The idea is that as people get richer, they seek to buy more things, so you have more people and more dollars chasing the same number of goods. Prices of these goods then rise to meet the increased demand, and voila! - you have price inflation. So according to this theory, the Fed has to raise interest rates to limit growth - and therefore inflation.

What is the counter-argument? Greenspan should know, because only minutes earlier in the very same speech, he eloquently described the positive influence of technology: "Since 1995, output per hour in the nonfinancial corporate sector has increased at an average annual rate of 3-1/2 percent, nearly double the average pace over the preceding quarter-century."

Greenspan correctly attributed these spectacular gains to the power of connected computers, and then described the impact on business:

"At a fundamental level, the essential contribution of information technology is the expansion of knowledge and its obverse, the reduction in uncertainty. Before this quantum jump in information availability, most business decisions were hampered by a fog of uncertainty.
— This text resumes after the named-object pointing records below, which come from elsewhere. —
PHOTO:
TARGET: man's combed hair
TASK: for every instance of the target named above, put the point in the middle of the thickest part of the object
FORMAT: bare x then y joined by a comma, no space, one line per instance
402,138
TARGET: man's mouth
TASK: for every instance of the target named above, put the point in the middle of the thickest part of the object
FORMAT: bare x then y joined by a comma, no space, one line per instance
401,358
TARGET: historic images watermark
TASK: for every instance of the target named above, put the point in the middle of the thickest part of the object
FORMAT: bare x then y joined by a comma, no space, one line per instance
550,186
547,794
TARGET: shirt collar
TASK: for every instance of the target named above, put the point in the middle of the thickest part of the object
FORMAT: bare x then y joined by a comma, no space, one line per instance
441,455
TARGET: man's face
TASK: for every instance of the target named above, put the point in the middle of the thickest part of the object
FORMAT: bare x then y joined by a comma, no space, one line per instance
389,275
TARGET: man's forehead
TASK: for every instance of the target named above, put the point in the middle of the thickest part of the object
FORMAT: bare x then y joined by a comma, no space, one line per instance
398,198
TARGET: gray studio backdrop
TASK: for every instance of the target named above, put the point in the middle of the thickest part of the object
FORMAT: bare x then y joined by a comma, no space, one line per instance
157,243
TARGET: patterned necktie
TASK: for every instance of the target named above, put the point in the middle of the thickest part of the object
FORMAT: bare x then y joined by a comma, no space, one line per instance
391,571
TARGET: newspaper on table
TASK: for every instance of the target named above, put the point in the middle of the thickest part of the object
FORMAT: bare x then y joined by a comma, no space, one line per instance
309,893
Businesses had limited and lagging knowledge of customers' needs and of the location of inventories and materials flowing through complex production systems. In that environment, doubling up on materials and people was essential as a backup to the inevitable misjudgments of the real-time state of play in a company. Decisions were made from information that was hours, days, or even weeks old.

"Of course, large voids of information still persist, and forecasts of future events on which all business decisions ultimately depend will always be prone to error. But information has become vastly more available in real time--resulting, for example, from developments such as electronic data interface between the retail checkout counter and the factory floor or the satellite location of trucks. This surge in the availability of more timely information has enabled business management to remove large swaths of inventory safety stocks and worker redundancies. Stated differently, fewer goods and worker hours are now involved in activities that, although perceived as necessary insurance to sustain valued output, in the end produced nothing of value."

Greenspan should understand the implications of his own analysis: Technology drives productivity growth. Armed with the tools of IT, workers can do more per hour, so even if their wages rise, inflation won't because the workers are delivering more value. And as consumer demand for products increases, prices and inflation will not, because technology allows business to create more products faster and at lower cost. By eliminating redundancies, technology is slashing the cost of producing goods. The tech boom is an inflation-killer! Mr. Greenspan, please let it continue.